Nursery pigs had done well and were moved to the finisher at 8 weeks of age. One week later, seven pigs died at 9 weeks of age, and nine pigs died at 11 weeks of age. Pigs showed few lesions; brain and spleen were positive for Strep suis Type 2, and microscopic lesions were consistent with septicemia.
Pigs were treated with sulfadimethoxine in the water. Few pigs died.
Case Study No. 2
The second case, from this same farm, was a much more chronic strep problem in the more usual age range, 2-4 weeks postweaning. Pigs showed nervous signs (recumbency, paddling) typical of meningitis and swollen joints (arthritis). Porcine reproductive and respiratory syndrome was present but didn't cause this infection.
The owner also felt strep was triggered by the stress of mycoplasma vaccination. However, changes in the vaccine timing didn't alter the problem. Average nursery mortality was 2.38% for 2004.
In the spring of 2005, problems increased and mortality on closeouts increased to 3.3%. Traditional treatments for strep had been amoxicillin-dexamethasone injections and amoxicillin in the water.
A switch was made to a different amoxicillin product with higher availability. Because prophylactic water treatment had not seemed to stop strep in the past, treatment was initiated at the onset of clinical signs for three days. Individual injections of affected pigs were continued as usual. If signs or mortality reappeared, pigs were placed back on water medication for 24-48 hours.
The idea behind this medication scheme was to reduce clinical signs while providing exposure to stimulate natural immunity to strep. The changes reduced the mortality back to acceptable levels.
Case Study No. 3
A farrow-to-finish farm in Indiana weans 750 pigs every two weeks to double-stock wean-to-finish barns. Mild strep problems have occurred occasionally in the nursery. Individual treatments are the primary response. Water medication has been used to reduce individual treatments.
On one occasion, a group of 15- to 16-week-old pigs had a higher prevalence of thin, fall-behind pigs. Two pigs were euthanized and posted. Both had lesions indicating severe damage to the heart valves. Culture of the heart valves revealed pure isolates of Strep suis Type 2. It is likely that this infection was initiated by early exposure to strep after weaning.

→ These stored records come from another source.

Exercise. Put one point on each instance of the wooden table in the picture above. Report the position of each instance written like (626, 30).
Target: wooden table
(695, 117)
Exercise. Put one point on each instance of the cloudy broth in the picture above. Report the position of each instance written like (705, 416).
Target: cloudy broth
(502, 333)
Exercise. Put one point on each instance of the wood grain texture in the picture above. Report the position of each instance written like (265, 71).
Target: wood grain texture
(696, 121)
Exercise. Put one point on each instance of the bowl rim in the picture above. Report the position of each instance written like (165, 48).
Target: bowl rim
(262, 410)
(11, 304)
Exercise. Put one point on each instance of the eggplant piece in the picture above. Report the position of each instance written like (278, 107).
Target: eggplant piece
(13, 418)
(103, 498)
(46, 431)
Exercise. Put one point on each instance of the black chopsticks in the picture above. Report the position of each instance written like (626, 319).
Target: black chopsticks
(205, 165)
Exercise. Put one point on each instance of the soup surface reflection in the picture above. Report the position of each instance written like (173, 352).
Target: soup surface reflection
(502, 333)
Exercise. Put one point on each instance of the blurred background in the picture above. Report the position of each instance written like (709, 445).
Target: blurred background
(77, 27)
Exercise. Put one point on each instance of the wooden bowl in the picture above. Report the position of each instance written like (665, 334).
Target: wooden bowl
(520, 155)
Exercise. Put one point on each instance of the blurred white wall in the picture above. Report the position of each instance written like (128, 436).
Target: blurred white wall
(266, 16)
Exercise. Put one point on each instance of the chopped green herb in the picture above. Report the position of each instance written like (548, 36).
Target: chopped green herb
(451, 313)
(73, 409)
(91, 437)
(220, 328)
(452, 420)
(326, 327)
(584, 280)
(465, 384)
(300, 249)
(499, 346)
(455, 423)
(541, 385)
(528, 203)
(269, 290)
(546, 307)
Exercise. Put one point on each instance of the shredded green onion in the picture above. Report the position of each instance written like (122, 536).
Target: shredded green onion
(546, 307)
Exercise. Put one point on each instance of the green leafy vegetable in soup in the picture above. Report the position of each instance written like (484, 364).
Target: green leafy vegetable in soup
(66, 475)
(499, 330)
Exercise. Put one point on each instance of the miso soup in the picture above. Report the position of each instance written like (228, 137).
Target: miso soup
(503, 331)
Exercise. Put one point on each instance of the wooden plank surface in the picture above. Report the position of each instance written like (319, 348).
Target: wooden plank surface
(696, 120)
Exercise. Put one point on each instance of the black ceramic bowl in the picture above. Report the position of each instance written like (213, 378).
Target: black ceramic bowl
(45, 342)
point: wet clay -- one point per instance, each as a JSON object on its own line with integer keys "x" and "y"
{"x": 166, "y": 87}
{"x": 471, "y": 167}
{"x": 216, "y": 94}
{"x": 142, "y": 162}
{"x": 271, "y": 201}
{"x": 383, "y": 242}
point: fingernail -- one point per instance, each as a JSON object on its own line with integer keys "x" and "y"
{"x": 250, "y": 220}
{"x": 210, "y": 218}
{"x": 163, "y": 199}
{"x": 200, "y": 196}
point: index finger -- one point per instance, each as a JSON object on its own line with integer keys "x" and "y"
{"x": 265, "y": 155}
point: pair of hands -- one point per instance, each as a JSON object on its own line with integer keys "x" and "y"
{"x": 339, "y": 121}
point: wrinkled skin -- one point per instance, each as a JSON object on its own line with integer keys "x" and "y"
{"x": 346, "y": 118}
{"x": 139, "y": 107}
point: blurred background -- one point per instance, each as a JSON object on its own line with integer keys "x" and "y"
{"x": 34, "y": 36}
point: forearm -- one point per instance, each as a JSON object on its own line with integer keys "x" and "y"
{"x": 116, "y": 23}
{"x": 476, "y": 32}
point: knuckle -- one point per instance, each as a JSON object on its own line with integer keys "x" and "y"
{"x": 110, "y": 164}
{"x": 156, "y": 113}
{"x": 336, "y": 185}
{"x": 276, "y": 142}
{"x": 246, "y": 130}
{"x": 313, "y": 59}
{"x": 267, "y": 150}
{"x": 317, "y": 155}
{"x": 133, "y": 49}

It was useful to have made the diagnosis, avoiding unnecessary treatment for conditions that might mimic this problem clinically, such as ileitis.
This case demonstrates that another manifestation of Strep suis can occur and reinforces the need to make an accurate diagnosis.
Although strep can survive in feces and dust for 104 and 54 days at 32°F, respectively, it cannot survive longer than 24 hours in dust at room temperature and are easily inactivated by soaps and disinfectants.
Thus, the risk of strep becoming a zoonotic concern can be minimized by good sanitary practices, such as washing hands and covering open skin wounds promptly. Use gloves when performing obstetrical procedures.
Florfenicol from Schering-Plough Animal Health is the only approved water-based antibiotic for strep. A feed-grade product should be on the market soon, providing another tool for strep control.